Dr. Shi’s laboratory was collecting coronaviruses from bats in southern China on a huge scale, bringing them a thousand miles north to Wuhan, sequencing their genomes, swapping their spike genes and infecting humanized mice (rodents which have been genetically modified to have functioning human genes, tissues or cells) with them – sometimes with dramatically increased infectivity as a result. All the while Dr. Shi was boasting of doing these experiments at low biosafety levels to save cost.

The Wuhan lab housed samples of the nine closest relatives of Covid at the time of the outbreak. In 2018, it planned to put a furin cleavage site into a SARS-like virus for the first time, this being the very feature that made Covid so uncontrollable, and which has never been found in any others of this kind of virus before or since.

Yet the reaction of the scientific community in China and the West to Dr. Shi has been exactly the opposite of theirs to Dr. He. Those of us trying to find out what happened in the Wuhan lab have been slandered, abused, censored, branded conspiracy theorists by scientists and told to stop casting aspersions on a great Chinese scientist. Yet Dr. He hurt nobody – not even the subjects of his experiment. But it is highly likely that the reckless and pointless experiments carried out in Shi’s lab killed millions and caused global chaos.

To give an example of just how far people still go to censor and prevaricate on this issue, the following wording appears on Wikipedia to this day: “There is no evidence that any genetic manipulation or reverse genetics (a technique required to make chimeric viruses) of SARS-related bat coronaviruses was ever carried out at the WIV.” Yet several of Shi’s own published papers and an unpublished report from her lab openly boast, in detail, of inventing reverse genetics techniques, manipulating virus genomes and thus gaining them the function of increased infectivity in humanized mice.

When I pointed out the error, Jimmy Wales, Wikipedia’s founder, seemed genuinely surprised, apparently unaware that the entire entry on the origin of Covid is aggressively policed by a pro-China squad of enforcers parroting the dogma that it cannot possibly have started in a lab.

Science is packed with committees deciding on ethics… but there are few that decide whether it is safe

I am not defending Dr. He, who was recklessly premature at the very least; I am pointing out the inconsistency. (I also reached out to both him and Dr. Shi for comment for this article.) A better case can be made for using germline gene therapy to prevent babies being born with life-limiting diseases, where the impact on everybody else is limited, than for training souped-up bat viruses to infect human cells, where the risk is global – and deadly on a huge scale.

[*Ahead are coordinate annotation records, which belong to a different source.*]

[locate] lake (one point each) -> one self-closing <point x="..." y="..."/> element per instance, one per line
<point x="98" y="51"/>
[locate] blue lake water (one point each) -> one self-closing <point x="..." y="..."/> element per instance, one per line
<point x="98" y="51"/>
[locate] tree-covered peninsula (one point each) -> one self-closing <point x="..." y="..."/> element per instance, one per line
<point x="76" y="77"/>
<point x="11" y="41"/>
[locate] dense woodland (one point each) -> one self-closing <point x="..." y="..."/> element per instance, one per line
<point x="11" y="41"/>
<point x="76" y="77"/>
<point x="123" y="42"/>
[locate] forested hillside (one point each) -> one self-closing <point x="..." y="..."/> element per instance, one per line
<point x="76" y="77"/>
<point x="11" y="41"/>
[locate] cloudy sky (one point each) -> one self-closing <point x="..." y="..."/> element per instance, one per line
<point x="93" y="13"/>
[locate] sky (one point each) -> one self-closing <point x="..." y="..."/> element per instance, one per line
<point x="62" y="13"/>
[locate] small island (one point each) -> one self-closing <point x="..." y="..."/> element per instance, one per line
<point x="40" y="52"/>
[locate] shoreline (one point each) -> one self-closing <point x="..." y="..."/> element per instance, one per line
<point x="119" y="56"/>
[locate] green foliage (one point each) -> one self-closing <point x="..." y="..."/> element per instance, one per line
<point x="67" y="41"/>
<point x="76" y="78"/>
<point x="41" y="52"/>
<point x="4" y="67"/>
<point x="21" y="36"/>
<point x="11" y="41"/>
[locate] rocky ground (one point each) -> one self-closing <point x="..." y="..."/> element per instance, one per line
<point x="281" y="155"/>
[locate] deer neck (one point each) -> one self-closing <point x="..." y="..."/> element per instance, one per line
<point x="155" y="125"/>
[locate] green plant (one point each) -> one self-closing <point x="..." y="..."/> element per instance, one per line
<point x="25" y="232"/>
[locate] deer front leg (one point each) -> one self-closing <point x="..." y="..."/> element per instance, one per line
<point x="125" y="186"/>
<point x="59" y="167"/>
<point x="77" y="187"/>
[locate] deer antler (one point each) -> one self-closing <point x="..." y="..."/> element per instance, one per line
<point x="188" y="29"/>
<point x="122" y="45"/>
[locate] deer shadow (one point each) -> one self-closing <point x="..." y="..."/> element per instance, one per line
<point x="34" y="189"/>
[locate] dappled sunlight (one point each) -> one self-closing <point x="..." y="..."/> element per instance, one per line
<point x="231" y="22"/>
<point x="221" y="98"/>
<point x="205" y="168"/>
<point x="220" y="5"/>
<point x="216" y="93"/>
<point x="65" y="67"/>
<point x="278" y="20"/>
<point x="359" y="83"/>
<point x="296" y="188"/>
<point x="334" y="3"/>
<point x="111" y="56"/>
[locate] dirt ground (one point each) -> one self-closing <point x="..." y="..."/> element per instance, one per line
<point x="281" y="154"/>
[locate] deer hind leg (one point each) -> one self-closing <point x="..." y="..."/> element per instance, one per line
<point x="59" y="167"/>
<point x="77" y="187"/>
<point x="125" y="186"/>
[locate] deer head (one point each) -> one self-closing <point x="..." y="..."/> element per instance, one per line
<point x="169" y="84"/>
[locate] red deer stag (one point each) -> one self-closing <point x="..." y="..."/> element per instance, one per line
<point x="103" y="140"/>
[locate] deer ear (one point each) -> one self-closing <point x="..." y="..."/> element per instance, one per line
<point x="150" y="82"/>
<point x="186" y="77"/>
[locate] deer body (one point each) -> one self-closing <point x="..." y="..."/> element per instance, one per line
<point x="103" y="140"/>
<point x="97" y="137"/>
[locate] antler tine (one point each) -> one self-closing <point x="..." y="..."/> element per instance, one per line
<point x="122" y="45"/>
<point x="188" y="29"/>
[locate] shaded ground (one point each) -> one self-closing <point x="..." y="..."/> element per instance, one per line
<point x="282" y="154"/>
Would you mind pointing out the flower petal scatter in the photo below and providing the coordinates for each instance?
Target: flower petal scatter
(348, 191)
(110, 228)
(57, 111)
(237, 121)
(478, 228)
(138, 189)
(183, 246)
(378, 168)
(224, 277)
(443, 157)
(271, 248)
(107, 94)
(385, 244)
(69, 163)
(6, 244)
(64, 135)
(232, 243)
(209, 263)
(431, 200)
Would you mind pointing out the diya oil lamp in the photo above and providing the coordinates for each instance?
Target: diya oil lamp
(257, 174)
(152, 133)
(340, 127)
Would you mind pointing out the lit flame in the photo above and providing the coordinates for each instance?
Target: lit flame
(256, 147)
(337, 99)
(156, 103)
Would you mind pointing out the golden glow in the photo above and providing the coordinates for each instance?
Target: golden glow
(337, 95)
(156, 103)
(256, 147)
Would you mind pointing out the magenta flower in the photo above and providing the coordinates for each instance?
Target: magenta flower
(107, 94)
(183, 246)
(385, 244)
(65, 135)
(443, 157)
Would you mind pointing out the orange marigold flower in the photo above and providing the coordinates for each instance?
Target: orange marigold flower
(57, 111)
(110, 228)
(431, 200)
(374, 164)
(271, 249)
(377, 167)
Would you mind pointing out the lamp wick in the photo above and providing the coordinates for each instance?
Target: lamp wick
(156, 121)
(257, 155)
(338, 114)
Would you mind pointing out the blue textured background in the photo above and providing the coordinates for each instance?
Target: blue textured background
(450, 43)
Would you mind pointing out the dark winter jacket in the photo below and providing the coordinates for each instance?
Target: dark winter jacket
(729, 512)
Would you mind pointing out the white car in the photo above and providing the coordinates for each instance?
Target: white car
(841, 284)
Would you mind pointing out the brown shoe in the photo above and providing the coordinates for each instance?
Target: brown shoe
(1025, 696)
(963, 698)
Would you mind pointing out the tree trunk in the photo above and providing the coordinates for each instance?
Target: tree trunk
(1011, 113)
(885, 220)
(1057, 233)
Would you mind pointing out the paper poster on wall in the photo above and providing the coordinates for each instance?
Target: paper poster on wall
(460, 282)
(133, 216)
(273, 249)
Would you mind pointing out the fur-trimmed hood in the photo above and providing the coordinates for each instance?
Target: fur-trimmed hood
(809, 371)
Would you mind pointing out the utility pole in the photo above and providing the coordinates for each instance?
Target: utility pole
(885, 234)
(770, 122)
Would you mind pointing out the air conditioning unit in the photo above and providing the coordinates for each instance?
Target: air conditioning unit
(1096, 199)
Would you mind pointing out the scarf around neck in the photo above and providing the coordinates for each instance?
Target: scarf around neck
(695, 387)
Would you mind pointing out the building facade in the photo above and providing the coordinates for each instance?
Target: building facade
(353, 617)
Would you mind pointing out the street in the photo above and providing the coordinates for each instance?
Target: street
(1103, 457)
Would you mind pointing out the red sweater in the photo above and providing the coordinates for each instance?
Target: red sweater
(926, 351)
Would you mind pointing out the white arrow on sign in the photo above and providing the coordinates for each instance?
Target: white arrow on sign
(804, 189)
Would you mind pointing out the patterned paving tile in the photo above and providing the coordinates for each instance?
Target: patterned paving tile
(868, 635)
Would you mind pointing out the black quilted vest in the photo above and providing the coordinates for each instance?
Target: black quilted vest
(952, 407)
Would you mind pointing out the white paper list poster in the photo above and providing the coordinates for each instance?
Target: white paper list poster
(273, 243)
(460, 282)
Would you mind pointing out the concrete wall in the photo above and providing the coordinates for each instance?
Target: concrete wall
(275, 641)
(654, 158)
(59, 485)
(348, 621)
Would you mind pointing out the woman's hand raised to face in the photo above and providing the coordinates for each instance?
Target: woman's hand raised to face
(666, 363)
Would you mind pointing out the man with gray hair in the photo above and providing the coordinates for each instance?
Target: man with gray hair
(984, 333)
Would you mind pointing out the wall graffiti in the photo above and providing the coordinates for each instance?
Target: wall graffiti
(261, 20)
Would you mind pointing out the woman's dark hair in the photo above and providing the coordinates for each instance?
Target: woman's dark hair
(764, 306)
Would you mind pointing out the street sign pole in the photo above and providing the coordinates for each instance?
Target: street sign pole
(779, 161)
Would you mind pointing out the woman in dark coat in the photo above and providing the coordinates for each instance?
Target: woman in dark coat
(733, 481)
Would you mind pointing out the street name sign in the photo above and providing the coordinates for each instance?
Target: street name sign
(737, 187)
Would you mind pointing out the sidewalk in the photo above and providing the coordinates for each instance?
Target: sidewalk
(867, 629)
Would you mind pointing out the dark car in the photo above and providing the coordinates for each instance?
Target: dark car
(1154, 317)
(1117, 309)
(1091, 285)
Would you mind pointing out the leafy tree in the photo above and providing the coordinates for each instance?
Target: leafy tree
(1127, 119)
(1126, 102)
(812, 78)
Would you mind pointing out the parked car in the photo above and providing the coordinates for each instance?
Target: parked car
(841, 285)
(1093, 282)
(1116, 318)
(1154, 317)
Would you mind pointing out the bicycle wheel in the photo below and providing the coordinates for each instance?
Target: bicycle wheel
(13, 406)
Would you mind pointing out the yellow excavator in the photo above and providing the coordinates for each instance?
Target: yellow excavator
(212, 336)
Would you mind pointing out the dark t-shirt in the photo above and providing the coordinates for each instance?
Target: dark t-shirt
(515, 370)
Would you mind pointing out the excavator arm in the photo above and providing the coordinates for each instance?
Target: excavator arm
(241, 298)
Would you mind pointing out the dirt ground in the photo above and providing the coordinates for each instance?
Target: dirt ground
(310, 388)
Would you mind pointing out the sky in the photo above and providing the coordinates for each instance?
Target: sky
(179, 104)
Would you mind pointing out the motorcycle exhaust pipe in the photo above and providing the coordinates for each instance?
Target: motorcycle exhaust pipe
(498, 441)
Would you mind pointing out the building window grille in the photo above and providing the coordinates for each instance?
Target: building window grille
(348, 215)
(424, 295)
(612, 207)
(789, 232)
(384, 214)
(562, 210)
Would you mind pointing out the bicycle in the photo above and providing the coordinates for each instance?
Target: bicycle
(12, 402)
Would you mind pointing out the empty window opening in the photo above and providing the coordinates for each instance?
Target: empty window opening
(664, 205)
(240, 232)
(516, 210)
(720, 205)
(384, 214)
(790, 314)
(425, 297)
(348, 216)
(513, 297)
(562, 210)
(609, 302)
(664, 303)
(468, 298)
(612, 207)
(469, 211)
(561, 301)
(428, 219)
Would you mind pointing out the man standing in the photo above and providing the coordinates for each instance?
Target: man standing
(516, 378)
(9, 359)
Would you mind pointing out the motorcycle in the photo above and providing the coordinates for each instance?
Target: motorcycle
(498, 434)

The simple explanation of the double standard is that Dr. He’s transgression was ethical while Dr. Shi’s was a biosafety issue. Science is packed with committees that decide whether a planned experiment is ethical; there are few such committees that decide on whether it is safe. Bioethics is a career; biosafety is not. Virologists argue repeatedly that it is offensive even to ask them to submit to extra biosafety regulation because “you can trust us.”

Self-interest also played a part. Former US chief medical advisor Anthony Fauci approved the funding of the Wuhan experiments; Columbia University’s Peter Daszak channeled the money to the lab; UNC’s Ralph Baric shared both the humanized mice and his expertise on how to do the work. Western scientists would have egg on their faces, at the very least, if they were forced to admit that an egregious scientific error caused the most lethal preventable accident in the history of humankind.